Dış borçlanma ve kamu borçlanması yükselişini sürdürüyor

 Kronik açıklar doğal olarak artan iç ve dış borçlanmayı gündeme getiriyor. Geçen on yıl içinde Türkiye’nin brüt dış borç stoku 405 milyar dolardan 459 milyar dolara yükselirken dış borcun Gayrisafi Yurtiçi Hasılaya (GSYH) oranı yüzde 42.3’ten yüzde 50.7’ye yükseldi. Bütçe açığının cari açığa göre daha düşük düzeyde olması dolayısı ile iç borçlanmada gelişmeler daha ılımlı. Dolar cinsinden hesaplandığında iç borçlanma tutarının 114 milyar dolar civarında olduğu görülüyor. GSYH’ya oranı ise on yıl önce yüzde 22 civarında iken geçen yıl sonu itibariyle yüzde 12 civarına gerilemiş. Bununla birlikte, kamunun dış borcu 2013’te 118 milyar dolarken bugün 180 milyar doları aşmış durumda. Bu durumda cari açık sorununun ve buna bağlı olarak ortaya çıkan dış borçlanma sorununun iç borçlanmaya göre daha büyük önem arz ettiği söylenebilir. Fakat, yukarıda da belirtildiği gibi 2023 yılının ilk iki ayında oluşan bütçe açığının ve cari açığın çok dikkatli şekilde takip edilmesi gerekiyor. Bu yıl hem cari açık hem de bütçe açığı açısından özel bir yıl olacak gibi gözüküyor.
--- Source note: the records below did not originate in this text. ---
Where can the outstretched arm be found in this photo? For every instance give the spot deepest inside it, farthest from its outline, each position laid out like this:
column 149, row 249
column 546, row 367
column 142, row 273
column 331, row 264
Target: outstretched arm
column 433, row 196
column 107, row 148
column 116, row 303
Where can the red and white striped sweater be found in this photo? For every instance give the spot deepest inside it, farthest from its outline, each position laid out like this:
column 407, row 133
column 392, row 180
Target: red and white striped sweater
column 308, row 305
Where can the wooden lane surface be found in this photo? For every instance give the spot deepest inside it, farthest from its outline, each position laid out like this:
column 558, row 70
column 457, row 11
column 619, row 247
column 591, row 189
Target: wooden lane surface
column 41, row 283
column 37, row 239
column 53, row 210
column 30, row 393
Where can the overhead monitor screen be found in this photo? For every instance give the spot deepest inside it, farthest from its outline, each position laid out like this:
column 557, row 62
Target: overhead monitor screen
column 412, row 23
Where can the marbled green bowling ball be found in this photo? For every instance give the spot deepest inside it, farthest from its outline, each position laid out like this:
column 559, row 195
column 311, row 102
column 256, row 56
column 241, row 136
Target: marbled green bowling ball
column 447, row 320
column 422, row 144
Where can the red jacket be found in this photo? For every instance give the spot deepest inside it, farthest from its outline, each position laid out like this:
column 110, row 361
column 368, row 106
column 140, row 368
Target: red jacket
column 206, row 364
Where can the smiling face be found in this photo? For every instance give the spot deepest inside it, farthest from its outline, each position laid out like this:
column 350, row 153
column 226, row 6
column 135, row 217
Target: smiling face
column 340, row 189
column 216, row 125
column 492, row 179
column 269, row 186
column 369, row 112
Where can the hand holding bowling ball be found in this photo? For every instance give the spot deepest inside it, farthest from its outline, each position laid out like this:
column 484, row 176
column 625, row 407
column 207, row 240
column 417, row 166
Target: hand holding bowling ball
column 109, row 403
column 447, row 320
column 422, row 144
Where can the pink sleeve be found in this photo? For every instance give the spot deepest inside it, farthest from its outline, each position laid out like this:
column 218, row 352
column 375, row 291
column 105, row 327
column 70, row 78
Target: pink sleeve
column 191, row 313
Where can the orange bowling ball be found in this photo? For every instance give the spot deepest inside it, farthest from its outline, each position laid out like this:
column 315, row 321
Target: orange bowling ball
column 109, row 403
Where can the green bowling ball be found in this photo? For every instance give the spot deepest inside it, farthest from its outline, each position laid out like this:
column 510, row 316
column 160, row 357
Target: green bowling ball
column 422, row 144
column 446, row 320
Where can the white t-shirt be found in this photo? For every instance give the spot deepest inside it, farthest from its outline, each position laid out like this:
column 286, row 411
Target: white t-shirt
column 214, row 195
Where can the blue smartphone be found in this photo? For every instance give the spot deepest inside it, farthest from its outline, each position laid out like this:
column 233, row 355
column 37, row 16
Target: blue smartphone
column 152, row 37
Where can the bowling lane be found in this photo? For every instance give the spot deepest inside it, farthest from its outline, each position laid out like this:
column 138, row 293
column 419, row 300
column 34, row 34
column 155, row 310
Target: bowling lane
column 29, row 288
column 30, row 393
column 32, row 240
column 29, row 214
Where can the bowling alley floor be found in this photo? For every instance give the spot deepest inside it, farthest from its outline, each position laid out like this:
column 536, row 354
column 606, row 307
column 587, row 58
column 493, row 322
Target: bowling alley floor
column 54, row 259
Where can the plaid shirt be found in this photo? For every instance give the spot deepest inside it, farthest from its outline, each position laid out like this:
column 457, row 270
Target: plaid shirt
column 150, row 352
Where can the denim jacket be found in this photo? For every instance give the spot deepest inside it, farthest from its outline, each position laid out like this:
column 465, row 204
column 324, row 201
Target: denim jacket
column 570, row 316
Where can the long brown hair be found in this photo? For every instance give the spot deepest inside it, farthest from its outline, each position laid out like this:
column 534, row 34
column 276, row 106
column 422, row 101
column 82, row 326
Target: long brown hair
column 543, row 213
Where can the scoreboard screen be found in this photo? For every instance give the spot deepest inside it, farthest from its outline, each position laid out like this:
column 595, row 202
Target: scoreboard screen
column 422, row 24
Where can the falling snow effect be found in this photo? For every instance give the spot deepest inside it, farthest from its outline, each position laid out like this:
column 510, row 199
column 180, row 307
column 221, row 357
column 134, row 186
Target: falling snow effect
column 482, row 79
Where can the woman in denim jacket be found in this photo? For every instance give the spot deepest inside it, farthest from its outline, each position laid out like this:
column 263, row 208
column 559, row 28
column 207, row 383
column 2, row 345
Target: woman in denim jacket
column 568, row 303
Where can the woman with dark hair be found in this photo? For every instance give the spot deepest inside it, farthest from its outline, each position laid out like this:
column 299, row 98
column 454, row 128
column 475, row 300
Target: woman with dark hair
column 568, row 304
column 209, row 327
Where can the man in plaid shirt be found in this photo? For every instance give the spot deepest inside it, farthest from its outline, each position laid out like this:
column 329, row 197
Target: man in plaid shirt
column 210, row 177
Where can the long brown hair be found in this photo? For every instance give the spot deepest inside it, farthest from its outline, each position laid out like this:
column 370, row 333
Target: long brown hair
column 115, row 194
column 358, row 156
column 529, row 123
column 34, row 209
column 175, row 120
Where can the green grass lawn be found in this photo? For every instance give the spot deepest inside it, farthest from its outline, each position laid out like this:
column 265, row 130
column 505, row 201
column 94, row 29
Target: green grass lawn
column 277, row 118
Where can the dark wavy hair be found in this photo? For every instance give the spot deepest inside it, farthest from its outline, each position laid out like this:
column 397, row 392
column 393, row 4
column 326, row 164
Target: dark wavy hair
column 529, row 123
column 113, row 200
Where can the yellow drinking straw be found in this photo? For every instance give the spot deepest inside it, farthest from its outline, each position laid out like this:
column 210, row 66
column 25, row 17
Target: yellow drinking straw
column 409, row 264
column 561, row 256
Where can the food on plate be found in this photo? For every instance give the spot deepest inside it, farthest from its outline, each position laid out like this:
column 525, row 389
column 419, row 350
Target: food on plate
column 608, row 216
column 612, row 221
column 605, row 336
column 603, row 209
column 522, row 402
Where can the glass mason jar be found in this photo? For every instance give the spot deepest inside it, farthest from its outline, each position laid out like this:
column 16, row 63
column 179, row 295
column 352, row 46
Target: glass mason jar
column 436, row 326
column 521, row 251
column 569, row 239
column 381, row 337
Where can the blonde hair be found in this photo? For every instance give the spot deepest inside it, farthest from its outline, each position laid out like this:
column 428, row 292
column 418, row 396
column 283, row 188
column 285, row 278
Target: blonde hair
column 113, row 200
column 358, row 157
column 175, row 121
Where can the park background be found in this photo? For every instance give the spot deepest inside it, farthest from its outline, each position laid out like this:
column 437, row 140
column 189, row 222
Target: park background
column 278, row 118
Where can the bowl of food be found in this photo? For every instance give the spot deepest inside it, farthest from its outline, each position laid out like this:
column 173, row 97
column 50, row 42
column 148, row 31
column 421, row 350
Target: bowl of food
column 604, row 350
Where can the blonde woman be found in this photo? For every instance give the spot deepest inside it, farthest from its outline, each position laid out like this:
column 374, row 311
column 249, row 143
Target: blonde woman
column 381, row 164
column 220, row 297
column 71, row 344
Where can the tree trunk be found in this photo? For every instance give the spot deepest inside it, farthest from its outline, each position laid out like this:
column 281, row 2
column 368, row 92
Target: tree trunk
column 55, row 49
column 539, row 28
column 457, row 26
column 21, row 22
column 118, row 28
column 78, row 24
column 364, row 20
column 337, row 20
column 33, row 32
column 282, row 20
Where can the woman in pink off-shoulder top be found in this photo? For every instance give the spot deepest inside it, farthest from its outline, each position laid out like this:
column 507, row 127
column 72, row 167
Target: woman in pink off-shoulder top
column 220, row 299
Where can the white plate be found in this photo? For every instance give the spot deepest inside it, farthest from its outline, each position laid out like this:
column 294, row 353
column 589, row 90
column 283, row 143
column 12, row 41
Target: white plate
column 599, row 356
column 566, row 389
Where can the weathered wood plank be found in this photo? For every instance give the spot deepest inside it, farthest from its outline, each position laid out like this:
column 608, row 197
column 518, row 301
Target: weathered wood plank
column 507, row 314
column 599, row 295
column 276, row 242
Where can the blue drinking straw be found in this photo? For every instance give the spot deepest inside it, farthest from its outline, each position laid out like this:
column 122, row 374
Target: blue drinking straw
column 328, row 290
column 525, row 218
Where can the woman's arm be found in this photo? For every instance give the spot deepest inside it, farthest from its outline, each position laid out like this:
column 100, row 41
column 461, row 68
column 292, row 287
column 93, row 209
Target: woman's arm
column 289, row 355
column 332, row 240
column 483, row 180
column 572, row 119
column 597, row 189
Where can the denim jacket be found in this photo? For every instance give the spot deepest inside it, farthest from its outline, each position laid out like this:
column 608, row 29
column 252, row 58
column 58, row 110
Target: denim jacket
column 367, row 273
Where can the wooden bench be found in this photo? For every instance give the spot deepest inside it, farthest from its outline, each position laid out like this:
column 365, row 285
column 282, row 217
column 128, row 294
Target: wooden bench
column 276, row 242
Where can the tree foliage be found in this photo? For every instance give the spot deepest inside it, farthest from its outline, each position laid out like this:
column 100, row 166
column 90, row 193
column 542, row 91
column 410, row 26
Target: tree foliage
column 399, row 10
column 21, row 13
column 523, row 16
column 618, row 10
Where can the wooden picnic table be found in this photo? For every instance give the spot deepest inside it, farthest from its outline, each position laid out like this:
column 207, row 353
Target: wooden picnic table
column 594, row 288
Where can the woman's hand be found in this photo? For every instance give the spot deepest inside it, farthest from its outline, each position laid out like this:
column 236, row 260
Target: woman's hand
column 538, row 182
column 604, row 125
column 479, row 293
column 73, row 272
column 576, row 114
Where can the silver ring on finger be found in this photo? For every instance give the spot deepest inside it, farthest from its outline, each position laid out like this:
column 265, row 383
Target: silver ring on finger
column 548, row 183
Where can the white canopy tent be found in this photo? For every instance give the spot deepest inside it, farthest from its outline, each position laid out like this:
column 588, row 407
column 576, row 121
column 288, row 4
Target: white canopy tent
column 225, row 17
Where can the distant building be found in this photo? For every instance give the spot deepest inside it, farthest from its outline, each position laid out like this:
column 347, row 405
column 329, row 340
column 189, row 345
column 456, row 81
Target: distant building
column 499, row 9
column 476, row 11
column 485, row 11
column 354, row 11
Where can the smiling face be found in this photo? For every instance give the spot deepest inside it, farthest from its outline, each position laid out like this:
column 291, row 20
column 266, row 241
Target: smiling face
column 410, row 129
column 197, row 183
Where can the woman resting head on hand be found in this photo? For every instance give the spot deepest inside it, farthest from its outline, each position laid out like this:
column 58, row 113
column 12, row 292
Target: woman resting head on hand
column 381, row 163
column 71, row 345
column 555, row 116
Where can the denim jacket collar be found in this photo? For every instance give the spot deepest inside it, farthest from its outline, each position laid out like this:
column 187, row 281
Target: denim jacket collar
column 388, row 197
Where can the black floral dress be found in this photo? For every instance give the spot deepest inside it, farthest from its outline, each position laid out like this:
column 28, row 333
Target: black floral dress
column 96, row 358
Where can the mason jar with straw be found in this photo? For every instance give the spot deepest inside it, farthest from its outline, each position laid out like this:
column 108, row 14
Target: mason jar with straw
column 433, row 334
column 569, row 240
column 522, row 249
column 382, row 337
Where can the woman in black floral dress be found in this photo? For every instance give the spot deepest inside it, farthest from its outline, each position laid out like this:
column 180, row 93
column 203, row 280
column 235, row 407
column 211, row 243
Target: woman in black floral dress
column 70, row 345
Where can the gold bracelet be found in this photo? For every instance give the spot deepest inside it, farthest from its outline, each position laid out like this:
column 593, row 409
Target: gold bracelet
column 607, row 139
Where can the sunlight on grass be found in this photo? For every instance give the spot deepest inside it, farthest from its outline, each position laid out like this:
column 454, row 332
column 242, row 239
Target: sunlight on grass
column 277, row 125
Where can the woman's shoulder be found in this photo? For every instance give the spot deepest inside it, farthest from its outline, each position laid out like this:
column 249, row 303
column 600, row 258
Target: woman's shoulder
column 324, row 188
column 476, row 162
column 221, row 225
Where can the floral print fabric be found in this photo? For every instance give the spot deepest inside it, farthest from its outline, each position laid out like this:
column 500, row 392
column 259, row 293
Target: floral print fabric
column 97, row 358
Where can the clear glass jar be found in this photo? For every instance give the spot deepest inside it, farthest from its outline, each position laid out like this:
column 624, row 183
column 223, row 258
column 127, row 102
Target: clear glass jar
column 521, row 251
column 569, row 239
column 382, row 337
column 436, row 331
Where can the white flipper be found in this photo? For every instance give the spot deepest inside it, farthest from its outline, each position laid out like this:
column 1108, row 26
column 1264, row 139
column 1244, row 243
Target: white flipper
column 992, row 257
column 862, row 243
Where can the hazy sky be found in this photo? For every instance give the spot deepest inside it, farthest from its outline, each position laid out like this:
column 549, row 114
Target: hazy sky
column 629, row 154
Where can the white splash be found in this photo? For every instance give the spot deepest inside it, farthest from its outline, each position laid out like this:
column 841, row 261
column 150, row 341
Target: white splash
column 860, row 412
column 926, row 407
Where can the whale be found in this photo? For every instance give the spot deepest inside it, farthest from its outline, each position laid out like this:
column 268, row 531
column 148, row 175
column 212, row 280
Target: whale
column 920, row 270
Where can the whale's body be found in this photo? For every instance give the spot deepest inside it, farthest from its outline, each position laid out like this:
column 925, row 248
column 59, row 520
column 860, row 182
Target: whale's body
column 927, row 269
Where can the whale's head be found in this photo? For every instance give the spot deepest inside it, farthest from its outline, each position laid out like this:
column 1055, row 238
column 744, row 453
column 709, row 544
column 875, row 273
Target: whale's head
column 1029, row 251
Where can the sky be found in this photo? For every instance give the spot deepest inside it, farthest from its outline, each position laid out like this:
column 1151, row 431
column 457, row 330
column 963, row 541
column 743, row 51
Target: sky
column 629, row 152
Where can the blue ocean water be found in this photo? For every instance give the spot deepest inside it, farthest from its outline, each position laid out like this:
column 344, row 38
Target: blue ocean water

Disiplinli bir çalışmayla hem açıklar ve borçlar azaltılabilir hem de refah artırılabilir

 Halen, açıklar ve borçlanma Türkiye’nin baş edebileceği düzeyde. Yeni, büyük bir küresel krizle karşılaşılmazsa, ülke içinde siyasi gerginlikler kabul edilebilir seviyenin üstüne çıkmazsa ve öngörülebilir bir yönetim oluşturulabilirse, disiplinli bir çalışmayla açık ve borçların azaltılması ve geniş kitlelerin refah seviyesinin yükseltilmesi mümkün olabilir.  Özellikle kamu kaynaklarının daha etkin şekilde kullanılması geleceğin refahının gelecek kuşaklara saklanmasına büyük katkı sağlayabilir.